7Why Would I Express Interest Early?
A few reasons stack up:
You get intelligence sooner. A String Interest Report shows you who else is looking at a string and what your contention landscape looks like. The earlier you have that, the more time you have to adjust your strategy — whether that's pursuing contention avoidance, doubling down, or moving on.
You discourage competition. Early interest is visible to other potential applicants. When someone sees a string already has a committed player, they often reconsider. Getting in first puts doubt in the minds of others still on the fence.
You save money. The first to express interest gets an $800 platform credit. The second gets $500. After that, there's no credit — so timing matters.
8Why Does the Report Cost $1,000?
A meaningful signal requires real commitment. If expressing interest were free, everyone would do it for everything and the data would be worthless. The price ensures that what we surface reflects genuine applicant intent.

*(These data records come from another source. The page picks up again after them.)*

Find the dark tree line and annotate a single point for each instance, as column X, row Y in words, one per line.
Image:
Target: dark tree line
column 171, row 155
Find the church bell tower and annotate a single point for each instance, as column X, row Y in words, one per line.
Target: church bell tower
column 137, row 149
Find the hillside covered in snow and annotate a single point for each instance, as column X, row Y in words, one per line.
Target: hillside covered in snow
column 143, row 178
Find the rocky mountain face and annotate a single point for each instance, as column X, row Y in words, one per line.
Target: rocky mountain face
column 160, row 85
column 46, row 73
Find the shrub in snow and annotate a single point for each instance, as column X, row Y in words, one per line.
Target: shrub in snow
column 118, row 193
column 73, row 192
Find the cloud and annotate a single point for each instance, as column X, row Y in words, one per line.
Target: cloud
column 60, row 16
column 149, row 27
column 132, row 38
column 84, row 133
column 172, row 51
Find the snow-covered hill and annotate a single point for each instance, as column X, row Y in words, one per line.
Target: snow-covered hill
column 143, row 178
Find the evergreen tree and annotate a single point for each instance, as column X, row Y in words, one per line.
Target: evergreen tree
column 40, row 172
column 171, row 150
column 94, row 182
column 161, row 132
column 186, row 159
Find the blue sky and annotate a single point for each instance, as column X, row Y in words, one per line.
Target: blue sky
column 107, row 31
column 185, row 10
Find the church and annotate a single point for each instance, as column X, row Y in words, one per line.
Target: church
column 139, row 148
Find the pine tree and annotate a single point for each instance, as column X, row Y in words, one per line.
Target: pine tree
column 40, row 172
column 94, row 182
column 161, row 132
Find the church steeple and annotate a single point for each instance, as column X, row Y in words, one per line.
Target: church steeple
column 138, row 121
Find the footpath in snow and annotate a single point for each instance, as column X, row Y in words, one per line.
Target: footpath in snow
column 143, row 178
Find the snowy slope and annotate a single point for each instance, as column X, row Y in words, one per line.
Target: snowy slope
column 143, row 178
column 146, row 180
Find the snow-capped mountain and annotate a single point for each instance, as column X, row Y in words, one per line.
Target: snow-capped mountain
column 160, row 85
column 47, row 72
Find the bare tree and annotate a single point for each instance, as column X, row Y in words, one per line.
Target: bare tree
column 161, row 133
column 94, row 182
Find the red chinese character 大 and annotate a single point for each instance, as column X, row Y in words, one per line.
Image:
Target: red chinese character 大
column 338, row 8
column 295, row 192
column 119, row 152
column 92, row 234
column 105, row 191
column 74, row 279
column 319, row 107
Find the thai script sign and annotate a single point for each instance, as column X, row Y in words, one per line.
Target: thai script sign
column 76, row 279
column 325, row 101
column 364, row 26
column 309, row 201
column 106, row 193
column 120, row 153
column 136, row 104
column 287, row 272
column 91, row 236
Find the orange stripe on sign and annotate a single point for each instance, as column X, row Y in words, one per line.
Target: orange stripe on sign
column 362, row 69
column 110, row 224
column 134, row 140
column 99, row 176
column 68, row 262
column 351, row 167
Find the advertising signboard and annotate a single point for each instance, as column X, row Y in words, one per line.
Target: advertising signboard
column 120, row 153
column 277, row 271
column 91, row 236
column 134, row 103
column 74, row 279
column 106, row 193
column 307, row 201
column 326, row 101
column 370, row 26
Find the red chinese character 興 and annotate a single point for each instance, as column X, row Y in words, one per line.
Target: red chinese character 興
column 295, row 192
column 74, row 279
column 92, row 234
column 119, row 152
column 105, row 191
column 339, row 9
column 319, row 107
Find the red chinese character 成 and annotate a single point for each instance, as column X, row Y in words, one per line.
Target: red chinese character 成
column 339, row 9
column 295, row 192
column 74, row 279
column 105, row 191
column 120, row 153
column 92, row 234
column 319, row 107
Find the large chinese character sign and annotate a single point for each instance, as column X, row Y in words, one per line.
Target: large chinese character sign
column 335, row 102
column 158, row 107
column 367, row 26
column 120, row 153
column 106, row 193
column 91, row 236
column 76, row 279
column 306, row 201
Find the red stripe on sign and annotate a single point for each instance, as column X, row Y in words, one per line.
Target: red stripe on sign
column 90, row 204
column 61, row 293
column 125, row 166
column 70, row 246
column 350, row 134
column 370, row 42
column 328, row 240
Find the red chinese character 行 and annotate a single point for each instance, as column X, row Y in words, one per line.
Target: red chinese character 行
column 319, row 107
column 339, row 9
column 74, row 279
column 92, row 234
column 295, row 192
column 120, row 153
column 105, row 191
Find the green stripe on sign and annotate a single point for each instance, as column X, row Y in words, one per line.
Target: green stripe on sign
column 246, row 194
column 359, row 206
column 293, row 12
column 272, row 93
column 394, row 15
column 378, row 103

9What is the Advantage of Avoiding Contention Before Reveal Day?
Applicants who successfully avoid contention before Reveal Day can expect to go to market with their new gTLD sooner than those who go through ICANN's auction process. In addition to avoiding the financial exposure that comes with contention, this can give you a significant head start on launching a registry, building registrar relationships, and establishing your presence in the market.
10What Happens if I Don't Participate?
There's no requirement to participate. But applicants who don't will have less information than those who do - and in a process where the cost of contention starts at $79,450 and goes up from there, that information gap has real financial consequences. Participation is, at minimum, a low-cost way to reduce uncertainty around a high-stakes decision.
11How Are Similar Strings Handled?
Early Warning Report does not address similar strings. ICANN's process for similarity determination is too unpredictable and the goal of Early Warning Report is to provide more information and certainty - not less.
12What if Very Few Applicants Participate?
If the String Interest Service does not reach a threshold of 200 submitted strings, all fees will be refunded in full.
13Who is Behind Early Warning Report?
Early Warning Report was founded by Ray King and Marc Trachtenberg, two people with deep roots in the domain name industry who have been through this process before - and built something specifically because they saw what was coming in this round.
Ray is the CEO of Top Level Design, which acquired multiple new gTLDs in the first round and subsequently sold them, and the CEO of Porkbun, one of the largest domain registrars in the world with over 500,000 active customers and 3 million domains under management. He has operated on both sides of the registry and registrar equation and understands what's at stake for applicants in this round.
Marc is an attorney who has specialized in internet and domain name matters for over 20 years. He has represented registries, registrars, search engines, eCommerce platforms, social media companies, and other online intermediaries before ICANN and elsewhere. He serves as counsel to the Brand Registry Group, the leading trade association for owners of .Brand TLDs, participated in the policy development process for the first round of new gTLDs, assisted with dozens of applications in that round, and was actively involved in the policy development process for this upcoming round. He has also advised clients on numerous TLD acquisitions on both the buy and sell side.